FlowState is a behavioral beta-testing platform that helps product teams move from assumption-driven decisions to engagement-based decisions.

Instead of relying only on high-level analytics, FlowState simulates real user sessions in a controlled environment and captures detailed interaction data such as clicks, navigation paths, hover behavior, scrolling, and time spent across different sections.

This data is aggregated into a centralized dashboard that highlights key UX metrics like task completion rate, friction score, top-clicked features, and common user flows. With a single click, product managers can run AI-powered analysis to generate prioritized UX recommendations grounded in actual user behavior.

Our goal is simple: help teams identify friction points faster and make targeted interface improvements before users experience frustration.

Learn about our project here.


Inspiration

We were inspired by how difficult it is for product managers and designers to truly understand user behavior during the early stages of product development.

While tools like Google Analytics provide large amounts of data, they often lack the context needed to explain why users behave a certain way. Teams frequently rely on assumptions or intuition when making UI decisions, especially during beta testing when structured feedback is limited.

This led us to ask:

What if we could simulate real user tasks, capture behavior in detail, and directly translate that into actionable design recommendations?

That question became the foundation of FlowState.


What We Learned

Building FlowState taught us how to turn raw behavioral data into insights that product teams can actually use.

We learned which signals most accurately indicate user friction—such as hesitation, repeated actions, inefficient navigation paths, and extended session times. We also learned the importance of balancing data collection with simplicity: tracking too much creates noise, while tracking too little misses critical patterns.

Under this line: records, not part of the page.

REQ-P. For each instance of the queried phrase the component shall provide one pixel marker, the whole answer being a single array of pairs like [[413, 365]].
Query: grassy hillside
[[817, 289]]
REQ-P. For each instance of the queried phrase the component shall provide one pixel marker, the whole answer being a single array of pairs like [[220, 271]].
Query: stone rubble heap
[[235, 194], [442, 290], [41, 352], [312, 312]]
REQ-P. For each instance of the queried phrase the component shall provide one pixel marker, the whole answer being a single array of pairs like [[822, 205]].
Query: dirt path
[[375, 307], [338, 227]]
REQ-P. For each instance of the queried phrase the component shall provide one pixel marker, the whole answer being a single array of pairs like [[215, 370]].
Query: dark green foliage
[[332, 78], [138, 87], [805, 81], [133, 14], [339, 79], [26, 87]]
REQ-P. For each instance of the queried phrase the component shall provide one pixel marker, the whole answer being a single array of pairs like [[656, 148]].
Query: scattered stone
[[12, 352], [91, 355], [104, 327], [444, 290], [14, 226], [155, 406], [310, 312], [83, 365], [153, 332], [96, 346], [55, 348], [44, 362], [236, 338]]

Most importantly, integrating AI-driven recommendations showed us how analytics can evolve from passive reporting into active decision support for better product design.


How We Built It

We built FlowState as a full-stack behavioral analytics platform using React for the frontend, Express + SQLite for the backend, and Google Gemini for AI-powered UX analysis.

At the core is a custom feature-tracking system that captures real user interactions like clicks, hovers, scrolls, and navigation paths inside a realistic university portal demo. This interaction data is sent asynchronously to the backend, stored in SQLite, and submitted to a centralized analytics dashboard where product managers can review user behavior, task progress, and friction patterns across sessions.

On top of this, we built a friction scoring algorithm that detects signals of user struggle—such as repeated clicks, long idle time, backtracking, and slow task completion—and converts them into a simple 0–10 friction score.

For PMs, session data is aggregated into insights like common navigation flows, top-clicked features, and task completion behavior. This structured data is then passed to Gemini, which generates prioritized UX recommendations categorized by severity, helping teams move from raw analytics to immediate design improvements.

The platform supports both Tester Mode and PM Mode, allowing teams to observe behavior live and turn those insights into smarter product decisions.


Challenges

One of the biggest challenges was identifying which behavioral signals best represent user friction without introducing noise or overcomplicating the system. We had to carefully narrow our focus to meaningful metrics like clicks, hovers, scrolls, navigation flows, and time-to-action.

Another challenge was transforming raw interaction data into insights that are clear and actionable, rather than overwhelming product teams with more analytics.

We also had to design a demo environment that realistically simulates user behavior while remaining controlled and consistent for testing.

Finally, we considered the long-term implications of tracking user behavior at scale, particularly around privacy, transparency, and responsible data collection.


What’s Next

Looking ahead, we plan to extend FlowState by enabling dynamic UI adaptation—where interfaces can automatically adjust in real time based on user behavior rather than only providing recommendations.

We also want to introduce more advanced A/B testing capabilities to compare UI variations and measure their impact on engagement and task completion.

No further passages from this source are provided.